Serverless vs Containers : A Face-off between your Application Deployment Options
It’s 2019 and like most of the ongoing trends of devops, going serverless or using containers for application deployment seem to be a common point of debate among all new kids (pun intended!) on the block right now! And we still feel it’s not going to end anytime soon.
However, Is the Serverless vs Container comparison popular just because some cloud enthusiasts feel that serverless computing is a replacement for containers? OR Is it because some people feel that serverless is just another technology that can be used inside containers? In this article, we’ll compare both these technologies and try to find out which one (if any!) is better. What are the common and distinct qualities? Which one is suitable for what application use case? But first, let’s start with some background.
Why do we need Serverless computing?
Over the past few years, we used to deploy our applications over big servers where the overall responsibility for managing or provisioning the resources is upon us. There are few issues with it:
- Unnecessary charges for keeping the server up even when we are not consuming any resources
- Overall responsibility for maintenance and uptime of the server is upon us
- We are also responsible for applying the appropriate security updates to the server.
- As our usage scales we need to manage scaling up our server as well. And as a result manage scaling it down when we don’t have as much usage.

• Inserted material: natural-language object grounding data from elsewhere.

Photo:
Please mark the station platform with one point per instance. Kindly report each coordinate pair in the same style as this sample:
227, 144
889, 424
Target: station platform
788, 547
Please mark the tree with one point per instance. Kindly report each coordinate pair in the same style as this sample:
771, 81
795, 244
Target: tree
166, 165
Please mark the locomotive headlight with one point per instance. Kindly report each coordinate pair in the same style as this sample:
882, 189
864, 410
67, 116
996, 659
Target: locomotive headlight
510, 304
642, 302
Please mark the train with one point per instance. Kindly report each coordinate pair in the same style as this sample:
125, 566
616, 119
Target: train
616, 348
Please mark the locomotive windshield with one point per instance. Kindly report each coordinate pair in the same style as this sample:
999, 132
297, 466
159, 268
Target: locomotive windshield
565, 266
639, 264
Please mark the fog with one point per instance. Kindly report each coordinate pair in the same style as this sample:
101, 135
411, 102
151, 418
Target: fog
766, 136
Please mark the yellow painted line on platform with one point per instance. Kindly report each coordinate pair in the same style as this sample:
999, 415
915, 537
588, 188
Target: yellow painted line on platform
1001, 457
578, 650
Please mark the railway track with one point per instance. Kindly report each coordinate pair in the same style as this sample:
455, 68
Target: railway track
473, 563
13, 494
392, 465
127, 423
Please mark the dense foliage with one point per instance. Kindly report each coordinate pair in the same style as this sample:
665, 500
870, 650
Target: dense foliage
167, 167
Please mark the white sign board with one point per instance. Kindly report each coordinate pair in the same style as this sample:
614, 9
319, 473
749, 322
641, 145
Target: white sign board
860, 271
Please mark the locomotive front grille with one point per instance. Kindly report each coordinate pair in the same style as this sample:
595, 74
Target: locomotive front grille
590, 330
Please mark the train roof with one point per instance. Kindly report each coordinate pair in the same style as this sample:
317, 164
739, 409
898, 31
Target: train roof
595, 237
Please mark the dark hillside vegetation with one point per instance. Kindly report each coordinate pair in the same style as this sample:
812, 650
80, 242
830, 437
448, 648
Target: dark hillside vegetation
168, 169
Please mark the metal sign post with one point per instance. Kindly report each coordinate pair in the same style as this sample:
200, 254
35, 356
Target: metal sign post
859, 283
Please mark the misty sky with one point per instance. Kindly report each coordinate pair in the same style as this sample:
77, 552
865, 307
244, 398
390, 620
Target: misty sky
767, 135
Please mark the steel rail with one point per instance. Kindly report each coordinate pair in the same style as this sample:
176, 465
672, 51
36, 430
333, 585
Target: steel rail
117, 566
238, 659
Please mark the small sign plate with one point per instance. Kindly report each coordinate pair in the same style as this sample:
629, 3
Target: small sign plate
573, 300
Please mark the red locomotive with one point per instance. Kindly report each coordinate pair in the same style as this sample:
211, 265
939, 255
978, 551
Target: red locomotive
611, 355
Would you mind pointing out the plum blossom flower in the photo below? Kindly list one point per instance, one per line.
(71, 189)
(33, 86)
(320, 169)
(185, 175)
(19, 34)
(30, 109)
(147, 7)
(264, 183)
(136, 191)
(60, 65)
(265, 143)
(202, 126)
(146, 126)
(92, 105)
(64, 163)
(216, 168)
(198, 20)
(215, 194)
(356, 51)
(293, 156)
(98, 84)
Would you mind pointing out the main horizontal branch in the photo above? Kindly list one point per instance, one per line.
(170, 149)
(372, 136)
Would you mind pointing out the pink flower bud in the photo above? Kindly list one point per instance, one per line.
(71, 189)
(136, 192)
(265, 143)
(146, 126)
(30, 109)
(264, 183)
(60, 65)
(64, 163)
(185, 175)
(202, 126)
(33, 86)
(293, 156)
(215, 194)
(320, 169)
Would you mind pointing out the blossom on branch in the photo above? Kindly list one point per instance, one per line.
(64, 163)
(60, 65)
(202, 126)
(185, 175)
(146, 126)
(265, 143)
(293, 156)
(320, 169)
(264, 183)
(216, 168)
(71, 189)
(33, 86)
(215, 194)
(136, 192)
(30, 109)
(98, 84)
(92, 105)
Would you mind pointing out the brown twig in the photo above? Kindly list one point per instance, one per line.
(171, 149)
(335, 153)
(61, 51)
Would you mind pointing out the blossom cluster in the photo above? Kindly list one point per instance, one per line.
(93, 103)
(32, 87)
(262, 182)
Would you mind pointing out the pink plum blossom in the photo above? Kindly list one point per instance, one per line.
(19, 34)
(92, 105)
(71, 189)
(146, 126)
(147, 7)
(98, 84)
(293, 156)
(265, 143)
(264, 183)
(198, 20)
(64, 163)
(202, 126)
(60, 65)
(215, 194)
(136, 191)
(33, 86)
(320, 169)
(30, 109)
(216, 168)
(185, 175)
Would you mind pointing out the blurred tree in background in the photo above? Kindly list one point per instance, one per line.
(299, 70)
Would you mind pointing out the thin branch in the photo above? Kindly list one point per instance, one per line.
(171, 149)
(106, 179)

With so many issues (like the ones mentioned above), it’s a lot of work to handle for smaller companies and individuals. Moreover, as a result this impacts the overall Time to market and cost of delivery which is otherwise the most important factors in Custom software development.
This is where “Serverless computing” comes into play. With Serverless computing, you are provided with an execution model where your cloud provider (AWS, Azure or Google cloud) is executing a piece of code by dynamically allocating the resources. This only charge you for the amount of resources that are used to run the application code. That’s a lot of cost cutting when you compare the compute cost with traditional servers. This way, your overall experience of computing is “serverless” (as the cost of managing server resources is less) but the infrastructure is not. If you want to know A-Z of serverless architecture, read our Comprehensive Guide to Serverless Architecture.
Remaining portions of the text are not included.